Details of the interim report are to be given to the Minister for Social Welfare, Mr De Rossa. He told a conference on "New Directions in Social Welfare" on in Dublin Castle at the weekend that the changing nature of the family had huge implications for EU social policy.

Women were concerned that some comments on the crisis facing traditional family structures were a form of "not so subtle criticism that we would not have these problems if women knew their place.

"Let me make it absolutely clear to you that, when I urge a debate on family supports, I have no such covert agenda, but simply a desire to help resolve the day to day problems people face in their lives, in a way which acknowledges people's right to choose the lifestyle that best suits them.

"Our political systems have been too nervous of dealing in a creative way with the challenges posed by changing family structures and I think it is not good enough to ignore the context in which people live."

On social exclusion, Mr De Rossa said "policy makers and politicians should no longer be content with `passively' picking up the consequences of unemployment. We must actively press our perspective in the formulation of an integrated strategy to deal with the causes and effects of unemployment." "A social and economic market which is in balance, which is equipped to deliver progress on both fronts and which has robust and democratic foundations would be a fine legacy for the 21st century.

In particular, he said, policy makers must "abandon some of the `mantras' of our time, one of which says that tax and social protection policies are negative and burdensome.

"We must instead acknowledge that they provide the framework for the contribution we make as individuals to a civilised society." The role of social protection in bringing about societal transformation would be vital, he said.

The EU Commissioner for Social Affairs, Mr Padraig Flynn, said he hoped a resolution to combat unemployment and social exclusion would be adopted at the EU summit in December.

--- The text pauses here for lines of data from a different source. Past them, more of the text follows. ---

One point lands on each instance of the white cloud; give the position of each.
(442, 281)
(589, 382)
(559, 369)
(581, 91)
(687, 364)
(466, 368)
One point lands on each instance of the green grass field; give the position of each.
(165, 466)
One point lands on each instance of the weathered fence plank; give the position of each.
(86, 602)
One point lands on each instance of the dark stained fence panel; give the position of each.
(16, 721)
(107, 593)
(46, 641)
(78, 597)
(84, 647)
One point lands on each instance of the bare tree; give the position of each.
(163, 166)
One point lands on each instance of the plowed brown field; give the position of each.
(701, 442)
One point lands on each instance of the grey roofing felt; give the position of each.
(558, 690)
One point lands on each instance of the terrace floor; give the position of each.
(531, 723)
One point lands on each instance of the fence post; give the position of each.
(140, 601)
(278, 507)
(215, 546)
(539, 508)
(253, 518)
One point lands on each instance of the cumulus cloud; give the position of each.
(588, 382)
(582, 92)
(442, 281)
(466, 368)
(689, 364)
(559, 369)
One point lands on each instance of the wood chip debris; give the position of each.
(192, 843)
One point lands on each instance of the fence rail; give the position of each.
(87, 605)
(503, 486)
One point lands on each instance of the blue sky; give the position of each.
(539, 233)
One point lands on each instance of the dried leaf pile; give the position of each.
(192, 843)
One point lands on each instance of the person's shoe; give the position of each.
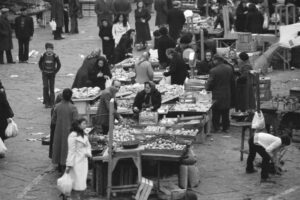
(267, 180)
(251, 171)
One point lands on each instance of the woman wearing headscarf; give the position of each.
(99, 74)
(125, 46)
(6, 112)
(64, 114)
(82, 73)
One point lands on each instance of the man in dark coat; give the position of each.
(220, 82)
(5, 37)
(175, 20)
(74, 12)
(178, 70)
(24, 31)
(122, 7)
(164, 42)
(161, 8)
(241, 13)
(104, 10)
(57, 13)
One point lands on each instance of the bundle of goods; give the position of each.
(198, 107)
(122, 75)
(85, 92)
(147, 117)
(288, 103)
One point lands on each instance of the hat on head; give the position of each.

People no longer simply needed short term support while the were temporarily out of a job, he said. Social exclusion, family break up, obsolescent skills and long term illness or disability were becoming increasingly common.

Minimum income schemes "have a rightful place in any overall policy for fighting exclusion", he said. At the same time there was a danger that the emergence of "a kind of exclusion wage would confirm that society was divided "between those who contribute and those who simply receive. This is a division that we cannot afford."

He also warned that free mobility of people within the EU "will remain a hazy concept unless we can achieve the effective co ordination of social security schemes" in member states. Critics of social protection would do well to remember that Europe's high levels of social protection have had much to do with its strong economic performance as well.